Grapes have been grown in Portugal since antiquity. The writings of Strabo, the great geographer of ancient Greece, indicate that inhabitants of the north west of the Iberian Peninsula were already drinking wine two thousand years ago. The Romans, who arrived in Portugal in the second century BC and remained for over five hundred years, grew vines and made wine on the banks of the Douro River where Port is produced today. The period of prosperity which followed the establishment of the Kingdom of Portugal in 1143 saw wine become an important export.
However, the emergence of Port wine as we now know it occurred much later. The first wines known by this name were shipped in the second half of the 17th century.

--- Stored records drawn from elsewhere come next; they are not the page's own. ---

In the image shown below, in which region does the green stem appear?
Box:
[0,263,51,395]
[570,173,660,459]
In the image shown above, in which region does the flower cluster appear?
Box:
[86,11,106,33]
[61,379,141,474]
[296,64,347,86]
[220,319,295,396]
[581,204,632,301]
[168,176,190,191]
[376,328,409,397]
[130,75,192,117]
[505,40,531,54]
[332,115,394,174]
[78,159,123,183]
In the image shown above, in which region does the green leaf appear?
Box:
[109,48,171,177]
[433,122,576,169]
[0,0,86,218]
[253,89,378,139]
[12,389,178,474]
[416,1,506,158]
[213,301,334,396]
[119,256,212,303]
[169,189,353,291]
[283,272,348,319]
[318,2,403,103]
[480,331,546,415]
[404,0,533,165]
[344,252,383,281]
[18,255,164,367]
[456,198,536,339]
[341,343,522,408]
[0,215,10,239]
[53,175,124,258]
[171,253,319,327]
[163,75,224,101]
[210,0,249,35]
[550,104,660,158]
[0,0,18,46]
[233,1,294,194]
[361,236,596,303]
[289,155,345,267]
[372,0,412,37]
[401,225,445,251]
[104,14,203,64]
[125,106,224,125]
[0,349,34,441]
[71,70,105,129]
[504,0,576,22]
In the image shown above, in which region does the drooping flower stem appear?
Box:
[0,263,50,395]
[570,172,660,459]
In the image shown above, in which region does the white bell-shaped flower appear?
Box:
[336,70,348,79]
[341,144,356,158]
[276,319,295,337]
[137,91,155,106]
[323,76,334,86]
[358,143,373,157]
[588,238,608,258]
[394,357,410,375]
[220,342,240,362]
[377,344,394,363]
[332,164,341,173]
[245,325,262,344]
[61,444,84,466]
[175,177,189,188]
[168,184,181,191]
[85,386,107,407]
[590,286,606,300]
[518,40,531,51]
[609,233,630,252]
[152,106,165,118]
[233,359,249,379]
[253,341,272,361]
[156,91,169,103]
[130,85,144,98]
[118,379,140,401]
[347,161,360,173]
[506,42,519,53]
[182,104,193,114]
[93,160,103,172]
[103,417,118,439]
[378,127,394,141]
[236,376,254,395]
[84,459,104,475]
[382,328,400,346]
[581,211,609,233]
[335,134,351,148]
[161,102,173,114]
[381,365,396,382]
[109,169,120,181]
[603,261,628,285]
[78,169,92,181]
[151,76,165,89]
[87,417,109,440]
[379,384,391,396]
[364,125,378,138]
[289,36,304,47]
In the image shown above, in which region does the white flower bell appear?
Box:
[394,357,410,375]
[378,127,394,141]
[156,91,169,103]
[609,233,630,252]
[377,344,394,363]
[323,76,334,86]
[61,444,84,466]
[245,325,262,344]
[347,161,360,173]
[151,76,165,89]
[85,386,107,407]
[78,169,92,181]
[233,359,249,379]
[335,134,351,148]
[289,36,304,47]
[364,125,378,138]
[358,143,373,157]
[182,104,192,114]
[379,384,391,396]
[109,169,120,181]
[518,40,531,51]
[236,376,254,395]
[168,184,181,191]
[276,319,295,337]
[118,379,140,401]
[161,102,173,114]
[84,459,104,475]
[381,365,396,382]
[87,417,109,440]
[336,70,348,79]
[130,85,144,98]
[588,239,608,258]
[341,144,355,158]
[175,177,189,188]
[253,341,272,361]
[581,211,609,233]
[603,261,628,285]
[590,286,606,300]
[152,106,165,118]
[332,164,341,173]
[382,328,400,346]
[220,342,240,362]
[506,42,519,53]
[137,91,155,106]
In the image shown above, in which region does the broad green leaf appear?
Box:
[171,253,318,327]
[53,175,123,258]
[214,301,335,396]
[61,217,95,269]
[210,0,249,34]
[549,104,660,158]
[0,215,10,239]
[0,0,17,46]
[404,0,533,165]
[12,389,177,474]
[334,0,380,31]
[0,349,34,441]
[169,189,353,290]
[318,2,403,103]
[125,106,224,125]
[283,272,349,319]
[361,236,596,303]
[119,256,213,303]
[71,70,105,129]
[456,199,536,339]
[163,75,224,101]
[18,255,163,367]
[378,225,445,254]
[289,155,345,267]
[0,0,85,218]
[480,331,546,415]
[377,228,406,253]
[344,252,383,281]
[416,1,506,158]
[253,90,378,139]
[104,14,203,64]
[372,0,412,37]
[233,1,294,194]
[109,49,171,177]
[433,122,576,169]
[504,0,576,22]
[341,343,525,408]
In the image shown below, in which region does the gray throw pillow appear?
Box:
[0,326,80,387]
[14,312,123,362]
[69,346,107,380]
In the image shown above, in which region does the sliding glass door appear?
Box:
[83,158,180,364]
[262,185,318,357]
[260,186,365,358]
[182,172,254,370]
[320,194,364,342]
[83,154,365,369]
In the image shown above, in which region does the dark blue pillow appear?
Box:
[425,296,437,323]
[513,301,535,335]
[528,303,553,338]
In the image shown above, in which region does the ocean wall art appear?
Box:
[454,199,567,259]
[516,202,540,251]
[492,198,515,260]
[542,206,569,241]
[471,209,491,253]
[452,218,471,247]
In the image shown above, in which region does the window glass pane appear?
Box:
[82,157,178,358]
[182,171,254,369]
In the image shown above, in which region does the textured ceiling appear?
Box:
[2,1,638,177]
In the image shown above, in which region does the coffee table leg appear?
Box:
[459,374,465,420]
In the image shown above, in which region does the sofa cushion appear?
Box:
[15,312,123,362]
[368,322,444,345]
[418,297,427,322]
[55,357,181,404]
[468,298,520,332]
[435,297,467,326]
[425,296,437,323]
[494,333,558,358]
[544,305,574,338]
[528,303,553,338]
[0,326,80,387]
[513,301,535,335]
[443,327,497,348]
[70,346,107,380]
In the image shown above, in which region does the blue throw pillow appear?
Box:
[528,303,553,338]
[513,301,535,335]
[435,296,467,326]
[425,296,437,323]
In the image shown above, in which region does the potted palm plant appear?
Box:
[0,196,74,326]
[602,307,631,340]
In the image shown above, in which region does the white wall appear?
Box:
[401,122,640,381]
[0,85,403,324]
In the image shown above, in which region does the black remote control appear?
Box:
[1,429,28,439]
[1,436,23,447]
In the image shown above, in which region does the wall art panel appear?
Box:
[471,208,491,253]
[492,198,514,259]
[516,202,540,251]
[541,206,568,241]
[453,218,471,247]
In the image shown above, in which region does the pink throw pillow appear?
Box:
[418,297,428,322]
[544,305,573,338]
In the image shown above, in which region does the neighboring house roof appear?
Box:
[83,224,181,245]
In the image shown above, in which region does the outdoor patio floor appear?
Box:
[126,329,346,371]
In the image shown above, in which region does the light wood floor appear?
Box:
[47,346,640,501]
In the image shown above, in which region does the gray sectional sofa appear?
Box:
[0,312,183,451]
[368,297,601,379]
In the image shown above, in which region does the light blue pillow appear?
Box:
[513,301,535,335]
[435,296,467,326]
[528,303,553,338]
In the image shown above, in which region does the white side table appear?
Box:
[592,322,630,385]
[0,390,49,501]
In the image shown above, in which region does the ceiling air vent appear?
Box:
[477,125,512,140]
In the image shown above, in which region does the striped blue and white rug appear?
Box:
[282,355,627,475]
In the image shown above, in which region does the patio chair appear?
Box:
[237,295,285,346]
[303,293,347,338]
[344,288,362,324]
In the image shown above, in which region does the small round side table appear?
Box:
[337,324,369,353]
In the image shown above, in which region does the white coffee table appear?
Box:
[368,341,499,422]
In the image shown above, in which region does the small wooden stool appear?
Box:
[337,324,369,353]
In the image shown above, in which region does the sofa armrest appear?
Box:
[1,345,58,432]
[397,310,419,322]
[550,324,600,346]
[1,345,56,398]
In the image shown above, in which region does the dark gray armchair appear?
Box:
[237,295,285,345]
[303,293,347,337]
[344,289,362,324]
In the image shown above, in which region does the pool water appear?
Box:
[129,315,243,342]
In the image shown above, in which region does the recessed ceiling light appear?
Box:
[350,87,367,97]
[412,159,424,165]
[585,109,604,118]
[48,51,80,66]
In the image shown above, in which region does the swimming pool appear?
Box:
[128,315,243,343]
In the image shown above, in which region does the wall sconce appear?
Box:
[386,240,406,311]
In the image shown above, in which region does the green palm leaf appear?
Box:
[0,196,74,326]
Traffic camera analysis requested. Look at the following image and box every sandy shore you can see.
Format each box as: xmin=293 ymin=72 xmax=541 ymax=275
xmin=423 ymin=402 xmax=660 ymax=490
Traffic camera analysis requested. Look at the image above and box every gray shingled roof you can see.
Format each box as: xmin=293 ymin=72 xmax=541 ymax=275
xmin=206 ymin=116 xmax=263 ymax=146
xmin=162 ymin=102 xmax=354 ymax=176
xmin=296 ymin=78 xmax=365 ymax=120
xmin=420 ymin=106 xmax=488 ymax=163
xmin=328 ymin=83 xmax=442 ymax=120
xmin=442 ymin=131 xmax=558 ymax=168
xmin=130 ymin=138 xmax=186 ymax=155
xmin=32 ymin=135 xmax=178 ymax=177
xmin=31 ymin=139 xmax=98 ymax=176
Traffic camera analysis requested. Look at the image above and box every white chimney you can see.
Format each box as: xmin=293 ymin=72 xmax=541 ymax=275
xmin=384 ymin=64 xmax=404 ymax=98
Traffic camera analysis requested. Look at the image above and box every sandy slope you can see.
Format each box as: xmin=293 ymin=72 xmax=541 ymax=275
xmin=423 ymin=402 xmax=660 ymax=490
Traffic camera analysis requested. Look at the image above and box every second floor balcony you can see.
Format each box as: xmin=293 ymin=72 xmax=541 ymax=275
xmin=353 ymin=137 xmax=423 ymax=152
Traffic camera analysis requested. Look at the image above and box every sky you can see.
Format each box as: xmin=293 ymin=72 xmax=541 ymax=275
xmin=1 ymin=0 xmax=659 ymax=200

In 1386 the Treaty of Windsor had established a close political, military and commercial alliance between England and Portugal. Under the terms of the treaty, each country gave the merchants of the other the right to reside in its territory and trade on equal terms with its own subjects. Strong and active trading links developed between the two countries and many English merchants settled in Portugal. By the second half of the 15th century a significant amount of Portuguese wine was being exported to England, often in exchange for salt cod known in Portuguese as bacalhau.
The Anglo-Portuguese commercial treaty of 1654 created new opportunities for English and Scottish merchants living in Portugal, allowing them special privileges and preferential customs duties. At that time, the centre of the wine business was not Oporto, as it later became, but the elegant northern coastal town of Viana do Castelo whose situation on the broad estuary of the Lima River made it a reliable natural harbour. The merchants imported commodities such as wool and cotton cloth from England and exported grain, fruit, oil and what was known as ‘red Portugal’, the light, acidic wine produced nearby in the verdant Minho region, particularly around the towns of Melgaço and Monção.